[Question] How does NoKey handle device loss?

[yshui]

I assume if I lost a device, I would have to re-encrypt the whole key vault with a new key? Because if an adversary was to collect enough of my lost devices, they would be able to derive the key.

I don't see re-encryption mentioned in the README, does NoKey provide an easy way to re-encrypt the vault?

[Zinggi]

Hi there 👋

It's been some time, so I don't remember all the details fully, but I'll try my best

---

I think NoKey doesn't have any features that help against the security issues that come with losing multiple devices at the same time. So if you lose multiple devices at the same time, it's best to consider your accounts compromised. So if that happens, you'll have to change all your passwords to stay safe -.-
But this is really unlikely, so I'm not too concerned about that.

---

If you only lose one device at a time it's also not great, but at least your passwords always stay safe.

I think in that case it would be best to export the passwords, reset all devices, re-pair all devices and finally re-import your passwords (all of this is found in the "More" tab). This will generate new keys, new shares, etc. so that everything stored on the lost device will be completely useless.

Unfortunately there is no way to re-encrypt all your shares in an easier way.
You can delete a device from your list of trusted devices, but that of course won't remove the secret share that's stored on the lost device.
This would have been a great trigger for such a re-encryption, but that was never implemented

[Zinggi]

And adding to that answer above, I think implementing such a re-encrypt functionality would actually have been very difficult. The distributed nature of NoKey makes this quite tricky, as devices that are offline wouldn't be able to receive newly generated shares.

So I think this feature would require you to gather all other devices anyway, to make sure they are all online at the same time when this re-encryption occurs.

Achieving good usability with a distributed application is very hard..

[Zinggi]

And I guess there is also a workaround for this rotation without doing the export / import process, if you have enough devices, I think 4? But it's even worse UX wise:

Remove 2 devices and reset them. Pair them again. store a new made up login in them.
Then, pair those to your other 2 devices that still contain all your passwords. Then you will have 2 different password groups with security level 2, one with the new login, one with all your old logins.
Then you could move all logins from the old password group into the new one.

But yeah, this is even worse..

[yshui]

Thanks for your answer!

So I think this feature would require you to gather all other devices anyway, to make sure they are all online at the same time when this re-encryption occurs.

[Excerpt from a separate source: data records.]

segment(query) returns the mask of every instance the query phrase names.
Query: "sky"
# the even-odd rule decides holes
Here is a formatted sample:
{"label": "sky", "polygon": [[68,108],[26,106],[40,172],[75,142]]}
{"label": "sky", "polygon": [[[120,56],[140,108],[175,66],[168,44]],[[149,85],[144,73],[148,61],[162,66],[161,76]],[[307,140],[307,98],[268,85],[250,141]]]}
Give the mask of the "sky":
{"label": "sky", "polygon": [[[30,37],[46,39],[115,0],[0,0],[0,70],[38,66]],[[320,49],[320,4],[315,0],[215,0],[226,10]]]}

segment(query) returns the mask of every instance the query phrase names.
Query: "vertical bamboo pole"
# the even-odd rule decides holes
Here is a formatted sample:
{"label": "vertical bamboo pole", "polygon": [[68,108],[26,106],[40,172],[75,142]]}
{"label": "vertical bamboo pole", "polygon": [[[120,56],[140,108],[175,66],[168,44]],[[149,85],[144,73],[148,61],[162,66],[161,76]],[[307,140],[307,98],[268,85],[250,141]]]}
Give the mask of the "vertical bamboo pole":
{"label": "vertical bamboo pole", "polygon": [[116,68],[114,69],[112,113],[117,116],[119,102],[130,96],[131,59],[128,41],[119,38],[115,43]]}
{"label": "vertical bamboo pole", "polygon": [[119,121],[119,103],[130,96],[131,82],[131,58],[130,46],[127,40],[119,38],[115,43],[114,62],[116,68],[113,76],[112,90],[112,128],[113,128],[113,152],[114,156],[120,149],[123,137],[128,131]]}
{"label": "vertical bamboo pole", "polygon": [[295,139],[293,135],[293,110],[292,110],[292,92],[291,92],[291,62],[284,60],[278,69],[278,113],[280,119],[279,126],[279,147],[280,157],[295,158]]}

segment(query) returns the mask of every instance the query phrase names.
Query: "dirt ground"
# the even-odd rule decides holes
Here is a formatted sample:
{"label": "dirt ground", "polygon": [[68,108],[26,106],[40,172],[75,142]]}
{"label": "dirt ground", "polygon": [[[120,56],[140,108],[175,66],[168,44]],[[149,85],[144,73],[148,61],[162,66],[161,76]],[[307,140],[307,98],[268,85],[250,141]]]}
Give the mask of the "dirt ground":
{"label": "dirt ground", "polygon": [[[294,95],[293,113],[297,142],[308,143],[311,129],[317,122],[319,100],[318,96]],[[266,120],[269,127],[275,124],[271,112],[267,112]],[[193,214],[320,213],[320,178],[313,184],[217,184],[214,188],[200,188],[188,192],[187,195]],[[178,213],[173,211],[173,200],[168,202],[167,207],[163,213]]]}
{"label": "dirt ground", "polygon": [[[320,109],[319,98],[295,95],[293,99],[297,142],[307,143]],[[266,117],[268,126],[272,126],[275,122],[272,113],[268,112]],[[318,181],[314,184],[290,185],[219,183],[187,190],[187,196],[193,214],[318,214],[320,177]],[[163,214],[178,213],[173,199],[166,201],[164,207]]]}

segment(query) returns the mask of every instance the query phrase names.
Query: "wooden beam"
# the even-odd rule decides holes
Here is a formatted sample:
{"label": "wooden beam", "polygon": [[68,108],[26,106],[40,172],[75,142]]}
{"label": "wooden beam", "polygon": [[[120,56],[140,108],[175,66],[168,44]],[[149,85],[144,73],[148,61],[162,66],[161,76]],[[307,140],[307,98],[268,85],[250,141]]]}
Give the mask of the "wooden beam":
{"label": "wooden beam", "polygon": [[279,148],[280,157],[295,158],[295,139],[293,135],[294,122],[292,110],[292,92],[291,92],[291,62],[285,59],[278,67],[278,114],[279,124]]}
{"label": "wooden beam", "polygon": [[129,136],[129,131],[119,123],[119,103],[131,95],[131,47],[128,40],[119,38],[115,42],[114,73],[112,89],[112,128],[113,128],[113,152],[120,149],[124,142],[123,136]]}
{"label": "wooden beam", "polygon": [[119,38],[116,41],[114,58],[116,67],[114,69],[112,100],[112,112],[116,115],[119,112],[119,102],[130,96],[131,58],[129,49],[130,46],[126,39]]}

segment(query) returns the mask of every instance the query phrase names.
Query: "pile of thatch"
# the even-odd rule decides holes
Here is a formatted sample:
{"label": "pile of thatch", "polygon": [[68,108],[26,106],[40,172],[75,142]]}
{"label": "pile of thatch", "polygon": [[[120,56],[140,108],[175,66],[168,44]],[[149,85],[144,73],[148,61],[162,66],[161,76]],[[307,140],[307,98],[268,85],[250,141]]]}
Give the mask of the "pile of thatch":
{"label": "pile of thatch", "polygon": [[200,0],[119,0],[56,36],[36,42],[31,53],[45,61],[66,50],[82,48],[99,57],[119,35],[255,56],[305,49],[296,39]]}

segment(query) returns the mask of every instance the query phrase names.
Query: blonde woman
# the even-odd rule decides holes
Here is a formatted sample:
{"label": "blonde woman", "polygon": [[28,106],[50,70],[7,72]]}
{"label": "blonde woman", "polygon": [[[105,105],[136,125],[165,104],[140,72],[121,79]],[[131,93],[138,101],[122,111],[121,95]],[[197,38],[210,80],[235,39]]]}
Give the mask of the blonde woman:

Yeah but I think this is acceptable, it's much more user friendly to gather all devices and click re-encrypt, than to export/re-create/re-import.

[yshui]

BTW, so this project is no longer actively developed?

might be a good idea to note this in README, or archive the repository? anyway, just a suggestion. I didn't realize this is no long active and am now a bit sad 🥲

[Zinggi]

Yeah but I think this is acceptable, it's much more user friendly to gather all devices and click re-encrypt, than to export/re-create/re-import.

Agreed, but at least it's somehow possible.

BTW, so this project is no longer actively developed?
might be a good idea to note this in README, or archive the repository? anyway, just a suggestion. I didn't realize this is no long active and am now a bit sad smiling_face_with_tear

Yeah, I'm not adding any new features and won't be maintaining the apps on the different stores if google ever decides to kill it for some reason.

But I will definitely keep the server and the web app alive, since I'm still using this as my personal password manager.

You're right, I should definitely add this to the README and make it prominent.